Sebuah video kontroversial yang diunggah di akun media sosial Presiden Amerika Serikat Donald Trump telah menjadi pemberitaan utama setelah memicu kritik luas karena menampilkan eks Presiden Barack Obama dan ekspresi mantan Ibu Negara Michelle Obama ditampilkan sebagai kera. Video ini sebelumnya diposting di platform Truth Social yang dimiliki oleh Trump dan menimbulkan kecaman dari berbagai pihak, termasuk dari Partai Republik sendiri, yang menilai visual tersebut merendahkan dan mendekati praktek dehumanisasi terhadap warga keturunan Afrika. Meskipun Gedung Putih awalnya membela unggahan tersebut, namun unggahan tersebut akhirnya ditarik setelah 12 jam diposting saat Trump mengetahui isinya dan segera memerintahkan untuk menurunkannya.
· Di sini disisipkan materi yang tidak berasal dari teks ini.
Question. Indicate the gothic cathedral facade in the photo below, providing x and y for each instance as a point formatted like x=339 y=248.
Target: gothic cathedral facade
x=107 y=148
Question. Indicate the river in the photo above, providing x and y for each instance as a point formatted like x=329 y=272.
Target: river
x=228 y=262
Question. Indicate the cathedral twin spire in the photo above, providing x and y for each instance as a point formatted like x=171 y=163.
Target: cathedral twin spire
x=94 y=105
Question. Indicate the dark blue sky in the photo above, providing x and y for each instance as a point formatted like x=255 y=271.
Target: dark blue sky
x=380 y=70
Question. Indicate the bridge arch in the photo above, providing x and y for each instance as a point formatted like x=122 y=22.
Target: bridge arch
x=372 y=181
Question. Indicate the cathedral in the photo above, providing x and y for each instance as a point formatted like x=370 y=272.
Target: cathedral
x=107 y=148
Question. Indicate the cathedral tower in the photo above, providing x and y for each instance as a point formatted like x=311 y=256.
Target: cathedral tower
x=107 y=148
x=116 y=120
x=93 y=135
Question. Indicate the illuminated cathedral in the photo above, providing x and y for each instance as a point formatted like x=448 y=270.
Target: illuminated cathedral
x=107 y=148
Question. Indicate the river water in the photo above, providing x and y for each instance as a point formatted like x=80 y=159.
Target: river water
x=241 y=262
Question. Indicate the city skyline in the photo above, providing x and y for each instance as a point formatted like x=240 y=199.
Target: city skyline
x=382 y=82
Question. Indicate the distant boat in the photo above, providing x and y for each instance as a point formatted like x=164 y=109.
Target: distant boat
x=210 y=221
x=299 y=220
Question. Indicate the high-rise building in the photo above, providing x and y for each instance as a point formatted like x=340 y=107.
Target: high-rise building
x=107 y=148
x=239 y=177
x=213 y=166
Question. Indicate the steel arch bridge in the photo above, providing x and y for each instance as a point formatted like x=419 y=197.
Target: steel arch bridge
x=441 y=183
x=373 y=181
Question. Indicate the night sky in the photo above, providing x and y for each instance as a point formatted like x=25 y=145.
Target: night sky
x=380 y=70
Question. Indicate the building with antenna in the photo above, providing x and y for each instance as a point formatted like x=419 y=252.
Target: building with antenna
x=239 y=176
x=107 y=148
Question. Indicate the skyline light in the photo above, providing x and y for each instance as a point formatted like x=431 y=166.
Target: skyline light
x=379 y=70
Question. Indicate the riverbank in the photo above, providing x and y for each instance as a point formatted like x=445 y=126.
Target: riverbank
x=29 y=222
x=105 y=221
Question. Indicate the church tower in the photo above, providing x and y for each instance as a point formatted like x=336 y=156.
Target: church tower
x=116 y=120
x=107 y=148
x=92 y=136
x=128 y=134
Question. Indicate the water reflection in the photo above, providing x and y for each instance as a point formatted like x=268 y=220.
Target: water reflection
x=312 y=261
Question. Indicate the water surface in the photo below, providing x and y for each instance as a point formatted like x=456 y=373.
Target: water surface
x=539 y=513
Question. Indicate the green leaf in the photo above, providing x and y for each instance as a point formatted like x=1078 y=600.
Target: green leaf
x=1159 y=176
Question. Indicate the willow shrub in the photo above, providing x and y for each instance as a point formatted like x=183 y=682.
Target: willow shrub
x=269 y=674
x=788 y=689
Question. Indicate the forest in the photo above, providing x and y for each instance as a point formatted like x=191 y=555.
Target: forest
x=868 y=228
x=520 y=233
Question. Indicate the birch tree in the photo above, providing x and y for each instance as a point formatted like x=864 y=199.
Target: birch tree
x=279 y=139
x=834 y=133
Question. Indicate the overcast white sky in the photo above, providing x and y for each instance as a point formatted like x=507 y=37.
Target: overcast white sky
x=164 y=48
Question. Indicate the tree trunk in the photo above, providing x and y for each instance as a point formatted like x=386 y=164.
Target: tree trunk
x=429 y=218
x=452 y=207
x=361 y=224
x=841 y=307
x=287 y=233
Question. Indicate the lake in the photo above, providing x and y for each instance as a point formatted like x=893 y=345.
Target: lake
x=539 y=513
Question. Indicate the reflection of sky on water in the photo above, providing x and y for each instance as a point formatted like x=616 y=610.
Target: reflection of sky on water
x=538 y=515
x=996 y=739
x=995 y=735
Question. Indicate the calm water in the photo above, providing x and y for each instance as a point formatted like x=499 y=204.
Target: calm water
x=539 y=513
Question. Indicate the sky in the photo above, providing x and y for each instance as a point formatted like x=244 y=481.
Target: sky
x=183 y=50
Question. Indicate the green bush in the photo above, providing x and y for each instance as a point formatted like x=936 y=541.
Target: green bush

Kritik terhadap video tersebut tidak hanya datang dari Partai Demokrat, tetapi juga dari internal Partai Republik. Senator Republik, Tim Scott, yang juga merupakan sekutu dekat Trump dan berkulit hitam, mengecam unggahan tersebut sebagai hal yang sangat rasis. Beberapa anggota parlemen Partai Republik bahkan secara terang-terangan meminta Trump untuk meminta maaf dan menghapus video tersebut. Sebelum dihapus, juru bicara Gedung Putih mengklaim bahwa video berasal dari meme internet yang memperlihatkan Trump sebagai Raja Hutan, menggunakan lagu dari musikal Disney.

Kontroversi ini menjadi sebuah cermin bagi retorika rasial yang seringkali dielu-elukan oleh Trump. Ia telah mempromosikan teori konspirasi tentang Obama dan melakukan beberapa pernyataan rasis yang memicu kegemparan di masyarakat. Trump juga memiliki rekam jejak kontroversi terkait rasisme, seperti pernyataannya yang menyebut warga Somalia sebagai “sampah” dan menyebut sejumlah negara berkembang sebagai “negara-negara sampah”. Meskipun kontroversi video ini dihapus, namun hal ini menunjukkan pentingnya protokol internal Gedung Putih terkait komunikasi media sosial presiden, yang akan berdampak pada berbagai aspek termasuk pasar dan hubungan internasional.